“Now, don’t think hardly of your mother. She was brought up to think all men horrible, and she never got over it. I was wild and idiotically affectionate, and couldn’t understand why she held back so. When I did understand, the mischief was done; she was hurt and scared, and kept you boys from me. Didn’t want you ever to be men—as if she could prevent it! She did try with me when I came back. Perhaps she’d seen and felt more than I thought. It wasn’t all church nonsense about accepting your husband, however loathsome he may be to you. Your going off like that set her back again, and back she went to her church. She thought it was all my doing, and perhaps it was.”
“No, no,” said René.
“I think it was. I ought to have seen that I wasn’t fit company for anyone I loved. Too far gone, I suppose, too far gone.”
“I’d like you to know that I’m glad it happened. It has saved me from going through life with my eyes shut. I’ve met good people and understood their goodness. And I’ve met miserable failures and seen how even they have some sweetness in their lives. And I owe it to you, father, that I have seen the wildness of life beneath the trumpery policing we call civilization, and now I feel that I shall never be blind to it.”
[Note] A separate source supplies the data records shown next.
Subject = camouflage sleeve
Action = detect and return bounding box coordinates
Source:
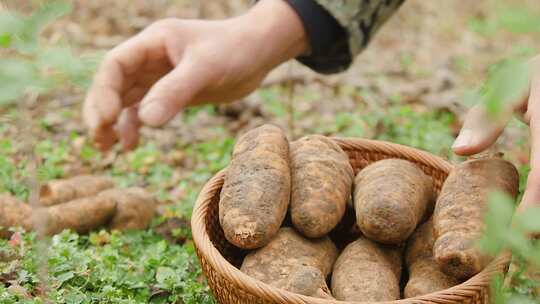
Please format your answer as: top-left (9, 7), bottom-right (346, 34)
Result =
top-left (315, 0), bottom-right (405, 57)
top-left (287, 0), bottom-right (404, 74)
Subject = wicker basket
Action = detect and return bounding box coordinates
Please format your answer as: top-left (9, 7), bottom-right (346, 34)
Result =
top-left (191, 138), bottom-right (510, 304)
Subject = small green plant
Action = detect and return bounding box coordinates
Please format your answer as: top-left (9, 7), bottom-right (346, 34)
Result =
top-left (0, 1), bottom-right (99, 106)
top-left (480, 193), bottom-right (540, 304)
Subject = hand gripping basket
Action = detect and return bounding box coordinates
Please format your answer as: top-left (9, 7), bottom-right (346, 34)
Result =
top-left (191, 138), bottom-right (510, 304)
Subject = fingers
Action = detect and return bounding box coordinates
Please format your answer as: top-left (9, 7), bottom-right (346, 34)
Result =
top-left (116, 105), bottom-right (141, 151)
top-left (452, 104), bottom-right (511, 155)
top-left (518, 75), bottom-right (540, 212)
top-left (139, 58), bottom-right (211, 127)
top-left (83, 26), bottom-right (165, 150)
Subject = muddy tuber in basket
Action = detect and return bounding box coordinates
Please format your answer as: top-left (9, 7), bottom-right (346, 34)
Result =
top-left (191, 138), bottom-right (510, 304)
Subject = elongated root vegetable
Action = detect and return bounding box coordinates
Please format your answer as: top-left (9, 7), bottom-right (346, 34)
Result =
top-left (219, 125), bottom-right (291, 249)
top-left (405, 220), bottom-right (459, 298)
top-left (433, 157), bottom-right (519, 279)
top-left (39, 175), bottom-right (114, 206)
top-left (99, 188), bottom-right (156, 230)
top-left (41, 195), bottom-right (116, 235)
top-left (291, 135), bottom-right (354, 238)
top-left (0, 195), bottom-right (32, 238)
top-left (282, 266), bottom-right (334, 299)
top-left (240, 228), bottom-right (338, 298)
top-left (332, 237), bottom-right (401, 302)
top-left (354, 159), bottom-right (433, 244)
“That’s all right,” said his father, “if you don’t let the wildness break up your own self-control. That’s what happened to me. Queer how clever two men can be when they understand each other. Can you lend me half-a-sovereign, and then I’ll have enough to take me over to Paris?”
René gave his father ten shillings in silver, they shook hands, the old man patting the younger’s shoulder, and they quitted the bar parlor together.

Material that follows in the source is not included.